Nursing Agency Operator to be Incarcerated for 92 Months and Forfeits Home
BOSTON – The owner of a home nursing agency was sentenced yesterday to 92 months in prison for fraudulently billing millions of dollars of services to Medicare and then laundering the proceeds.
Michael Galatis, 63, of Natick, was sentenced by U.S. District Court Judge Douglas P. Woodlock to 92 months in prison, three years of supervised release, and ordered to pay a $50,000 fine, $7 million in restitution to Medicare, and to forfeit proceeds of the fraud scheme, including his house, valued at $850,000. Galatis was convicted following a 16-day trial in December 2014 of conspiracy to commit health care fraud, ten counts of health care fraud, and seven counts of money laundering.

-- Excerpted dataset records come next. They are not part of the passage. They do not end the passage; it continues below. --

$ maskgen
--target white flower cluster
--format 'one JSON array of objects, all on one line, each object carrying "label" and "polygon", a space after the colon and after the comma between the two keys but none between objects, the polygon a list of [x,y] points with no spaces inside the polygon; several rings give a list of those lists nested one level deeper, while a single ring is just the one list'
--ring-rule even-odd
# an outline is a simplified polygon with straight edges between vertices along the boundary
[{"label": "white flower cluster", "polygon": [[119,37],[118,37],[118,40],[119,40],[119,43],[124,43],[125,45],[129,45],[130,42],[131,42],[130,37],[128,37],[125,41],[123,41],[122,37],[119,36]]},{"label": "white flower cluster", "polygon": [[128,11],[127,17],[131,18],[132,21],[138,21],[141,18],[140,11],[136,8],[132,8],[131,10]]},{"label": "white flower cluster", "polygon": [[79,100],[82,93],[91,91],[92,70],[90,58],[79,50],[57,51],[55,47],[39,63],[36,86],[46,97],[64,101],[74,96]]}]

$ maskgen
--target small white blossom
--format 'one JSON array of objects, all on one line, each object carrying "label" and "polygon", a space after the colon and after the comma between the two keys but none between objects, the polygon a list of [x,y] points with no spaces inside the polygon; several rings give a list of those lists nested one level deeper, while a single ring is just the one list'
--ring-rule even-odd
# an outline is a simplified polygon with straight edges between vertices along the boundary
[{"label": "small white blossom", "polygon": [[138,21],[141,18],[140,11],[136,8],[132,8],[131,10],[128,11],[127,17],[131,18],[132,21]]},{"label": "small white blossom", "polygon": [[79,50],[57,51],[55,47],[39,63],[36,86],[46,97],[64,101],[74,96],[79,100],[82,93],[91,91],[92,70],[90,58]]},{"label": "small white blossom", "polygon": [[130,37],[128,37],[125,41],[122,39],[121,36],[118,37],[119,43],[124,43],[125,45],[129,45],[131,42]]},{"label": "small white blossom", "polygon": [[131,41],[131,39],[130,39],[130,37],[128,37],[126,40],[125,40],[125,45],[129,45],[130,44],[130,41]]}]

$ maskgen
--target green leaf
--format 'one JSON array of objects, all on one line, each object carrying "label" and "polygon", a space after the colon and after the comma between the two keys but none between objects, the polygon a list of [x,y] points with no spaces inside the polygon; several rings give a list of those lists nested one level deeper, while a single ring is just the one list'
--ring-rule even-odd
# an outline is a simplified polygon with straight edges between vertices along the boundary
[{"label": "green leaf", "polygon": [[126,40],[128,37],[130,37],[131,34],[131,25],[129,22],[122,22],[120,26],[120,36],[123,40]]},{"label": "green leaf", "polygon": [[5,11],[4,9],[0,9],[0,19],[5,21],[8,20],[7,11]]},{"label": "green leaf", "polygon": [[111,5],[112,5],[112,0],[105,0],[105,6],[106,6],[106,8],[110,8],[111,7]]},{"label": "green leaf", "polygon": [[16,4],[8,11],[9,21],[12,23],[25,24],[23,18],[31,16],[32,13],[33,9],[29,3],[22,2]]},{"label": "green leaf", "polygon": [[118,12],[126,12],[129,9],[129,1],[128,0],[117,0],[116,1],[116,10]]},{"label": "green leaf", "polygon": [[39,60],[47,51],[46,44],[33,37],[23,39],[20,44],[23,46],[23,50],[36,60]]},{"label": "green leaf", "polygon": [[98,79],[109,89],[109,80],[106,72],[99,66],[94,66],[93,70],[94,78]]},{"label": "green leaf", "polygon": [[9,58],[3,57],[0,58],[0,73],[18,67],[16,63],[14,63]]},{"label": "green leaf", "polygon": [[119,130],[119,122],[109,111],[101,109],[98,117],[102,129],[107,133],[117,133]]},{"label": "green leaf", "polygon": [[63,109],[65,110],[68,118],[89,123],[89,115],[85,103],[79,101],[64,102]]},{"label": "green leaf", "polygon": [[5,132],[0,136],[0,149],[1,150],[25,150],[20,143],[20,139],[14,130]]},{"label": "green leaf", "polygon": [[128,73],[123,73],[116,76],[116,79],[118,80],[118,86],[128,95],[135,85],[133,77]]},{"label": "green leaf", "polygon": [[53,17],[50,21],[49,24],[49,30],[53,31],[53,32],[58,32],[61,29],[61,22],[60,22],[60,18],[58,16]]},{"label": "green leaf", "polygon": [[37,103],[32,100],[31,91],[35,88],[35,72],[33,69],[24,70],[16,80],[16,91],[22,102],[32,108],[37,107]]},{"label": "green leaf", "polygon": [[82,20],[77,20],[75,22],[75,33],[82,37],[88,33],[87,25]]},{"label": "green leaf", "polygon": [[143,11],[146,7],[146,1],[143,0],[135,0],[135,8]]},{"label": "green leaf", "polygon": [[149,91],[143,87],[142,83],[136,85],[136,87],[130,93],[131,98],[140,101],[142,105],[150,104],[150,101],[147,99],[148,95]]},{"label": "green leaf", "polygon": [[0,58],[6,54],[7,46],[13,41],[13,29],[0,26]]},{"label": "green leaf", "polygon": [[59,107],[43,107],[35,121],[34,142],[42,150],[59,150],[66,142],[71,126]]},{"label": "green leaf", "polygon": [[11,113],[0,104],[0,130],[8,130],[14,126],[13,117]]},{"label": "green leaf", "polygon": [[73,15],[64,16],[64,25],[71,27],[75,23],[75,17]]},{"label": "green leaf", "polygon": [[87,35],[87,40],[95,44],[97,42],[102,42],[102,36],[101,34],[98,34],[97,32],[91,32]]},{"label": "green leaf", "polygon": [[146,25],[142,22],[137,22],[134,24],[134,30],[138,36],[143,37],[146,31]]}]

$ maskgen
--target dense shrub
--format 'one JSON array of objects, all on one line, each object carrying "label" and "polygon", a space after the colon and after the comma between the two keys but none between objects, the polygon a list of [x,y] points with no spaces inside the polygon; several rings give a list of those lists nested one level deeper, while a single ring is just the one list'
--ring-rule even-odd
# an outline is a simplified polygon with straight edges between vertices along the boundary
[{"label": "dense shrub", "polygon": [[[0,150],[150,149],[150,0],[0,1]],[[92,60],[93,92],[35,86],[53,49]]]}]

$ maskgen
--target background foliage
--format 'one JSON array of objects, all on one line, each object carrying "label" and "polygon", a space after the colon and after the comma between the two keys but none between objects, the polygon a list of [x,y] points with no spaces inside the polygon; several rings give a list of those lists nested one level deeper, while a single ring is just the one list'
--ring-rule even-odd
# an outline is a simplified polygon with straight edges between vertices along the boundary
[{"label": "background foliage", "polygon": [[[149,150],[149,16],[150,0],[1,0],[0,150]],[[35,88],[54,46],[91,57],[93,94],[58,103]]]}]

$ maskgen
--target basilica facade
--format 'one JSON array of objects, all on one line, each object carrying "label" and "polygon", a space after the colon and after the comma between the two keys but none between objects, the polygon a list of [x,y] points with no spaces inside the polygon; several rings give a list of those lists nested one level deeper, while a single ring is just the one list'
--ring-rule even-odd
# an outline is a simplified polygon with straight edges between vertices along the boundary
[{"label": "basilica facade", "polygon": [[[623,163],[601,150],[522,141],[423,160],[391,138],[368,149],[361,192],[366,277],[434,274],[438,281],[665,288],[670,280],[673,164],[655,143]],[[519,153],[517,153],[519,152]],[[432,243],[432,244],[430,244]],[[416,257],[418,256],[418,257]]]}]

Galatis, who is also a registered nurse, owned and operated At Home VNA (AHVNA), a home health agency located in Waltham. From 2006 to 2012, Galatis submitted more than $27 million in false and fraudulent home health care claims to Medicare. Medicare paid AHVNA more than $20 million of those fraudulent claims.
The Medicare program pays for home health services only if the services are medically necessary and the individual is homebound. Galatis ignored these requirements and trained AHVNA nurses to recruit healthy individuals with Medicare insurance who lived in large apartment buildings. Galatis held “wellness clinics” at these buildings where nurses convinced senior citizens to enroll with AHVNA and have a nurse visit them in their home. Galatis, and his co-conspirator, trained AHVNA nurses to manipulate the patients’ Medicare assessment forms to make it appear as though the patients qualified for Medicare home health services, when that was often not the case. Galatis paid a physician, Dr. Spencer Wilking, to sign the home health care orders, even though Dr. Wilking did not examine the vast majority of AHVNA’s patients.

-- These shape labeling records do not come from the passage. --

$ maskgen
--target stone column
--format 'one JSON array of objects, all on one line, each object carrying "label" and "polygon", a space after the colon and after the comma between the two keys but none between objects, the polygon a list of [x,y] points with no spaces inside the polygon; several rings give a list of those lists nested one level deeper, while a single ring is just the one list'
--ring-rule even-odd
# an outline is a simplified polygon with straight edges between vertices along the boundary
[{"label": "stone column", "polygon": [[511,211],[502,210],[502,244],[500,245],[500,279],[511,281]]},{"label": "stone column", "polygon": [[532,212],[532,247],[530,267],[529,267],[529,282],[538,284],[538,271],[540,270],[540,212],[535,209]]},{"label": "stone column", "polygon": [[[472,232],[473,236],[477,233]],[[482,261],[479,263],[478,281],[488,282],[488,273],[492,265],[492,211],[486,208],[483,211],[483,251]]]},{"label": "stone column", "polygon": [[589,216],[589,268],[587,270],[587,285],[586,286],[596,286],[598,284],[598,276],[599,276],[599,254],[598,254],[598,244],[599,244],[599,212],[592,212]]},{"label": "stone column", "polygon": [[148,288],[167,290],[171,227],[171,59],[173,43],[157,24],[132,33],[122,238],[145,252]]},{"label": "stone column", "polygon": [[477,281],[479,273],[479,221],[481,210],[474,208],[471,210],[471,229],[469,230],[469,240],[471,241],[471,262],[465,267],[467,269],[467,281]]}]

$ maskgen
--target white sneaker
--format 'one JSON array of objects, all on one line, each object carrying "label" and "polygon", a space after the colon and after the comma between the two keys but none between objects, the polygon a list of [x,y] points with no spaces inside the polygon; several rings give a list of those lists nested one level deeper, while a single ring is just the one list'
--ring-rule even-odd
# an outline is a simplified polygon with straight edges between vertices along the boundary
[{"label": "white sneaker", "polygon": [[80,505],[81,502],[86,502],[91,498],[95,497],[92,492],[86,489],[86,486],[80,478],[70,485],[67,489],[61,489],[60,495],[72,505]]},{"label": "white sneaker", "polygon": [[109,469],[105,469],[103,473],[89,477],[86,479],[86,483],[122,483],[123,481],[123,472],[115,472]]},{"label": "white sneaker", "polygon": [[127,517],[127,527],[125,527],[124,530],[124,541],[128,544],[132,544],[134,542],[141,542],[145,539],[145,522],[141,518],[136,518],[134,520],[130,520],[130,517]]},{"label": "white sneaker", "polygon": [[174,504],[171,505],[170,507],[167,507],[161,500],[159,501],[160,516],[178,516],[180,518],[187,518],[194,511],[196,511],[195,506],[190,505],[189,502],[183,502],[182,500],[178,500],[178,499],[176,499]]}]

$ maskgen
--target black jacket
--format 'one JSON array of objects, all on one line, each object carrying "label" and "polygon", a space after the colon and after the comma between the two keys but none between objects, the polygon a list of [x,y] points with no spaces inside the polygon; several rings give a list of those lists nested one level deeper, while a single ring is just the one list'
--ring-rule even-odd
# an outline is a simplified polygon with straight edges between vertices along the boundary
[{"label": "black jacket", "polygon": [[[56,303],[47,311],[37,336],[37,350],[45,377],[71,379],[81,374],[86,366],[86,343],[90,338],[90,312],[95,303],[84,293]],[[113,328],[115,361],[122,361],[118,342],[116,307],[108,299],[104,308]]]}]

Evidence at trial revealed the patients’ primary care physicians did not refer the patients to AHVNA and were unaware that AHVNA was sending nurses to see their patients in their homes. A number of these physicians complained to Galatis, informing him that the patients did not need a visiting nurse, but Galatis ignored these complaints. Similarly, AHVNA’s nurses testified that they informed Galatis that the patients did not need a visiting nurse, but Galatis refused to discharge the patients and continued to bill Medicare.
In 2011, Medicare passed a new requirement that a physician certify that she or he had a face-to-face encounter with the patient about the need for home health care. Even after this regulation was enacted, Galatis continued to bill Medicare for millions of dollars of home health care even though Dr. Wilking signed each order without examining any of the patients. Galatis used the proceeds of the fraud scheme to purchase a house currently valued at $850,000 in Natick free and clear of a mortgage.
Janice Troisi, also a registered nurse and the AHVNA clinical director, is scheduled to go to trial on July 27, 2015. Dr. Wilking, who pleaded guilty in February 2014 to health care fraud, is scheduled to be sentenced on Sept. 22, 2015.
United States Attorney Carmen M. Ortiz; Philip Coyne, Special Agent in Charge of the U.S. Health and Human Services, Office of Inspector General, Office of Investigations; Vincent B. Lisi, Special Agent in Charge of the Federal Bureau of Investigation, Boston Field Division; and William P. Offord, Special Agent in Charge of the Internal Revenue Service’s Criminal Investigation in Boston, made the announcement. The case was being prosecuted by Assistant U.S. Attorneys David S. Schumacher and Lisa A. Schlatz of Ortiz’s Health Care Fraud Unit. The trial team was also assisted by the New England Benefit Integrity Support Center, a fraud contractor for the Medicare program.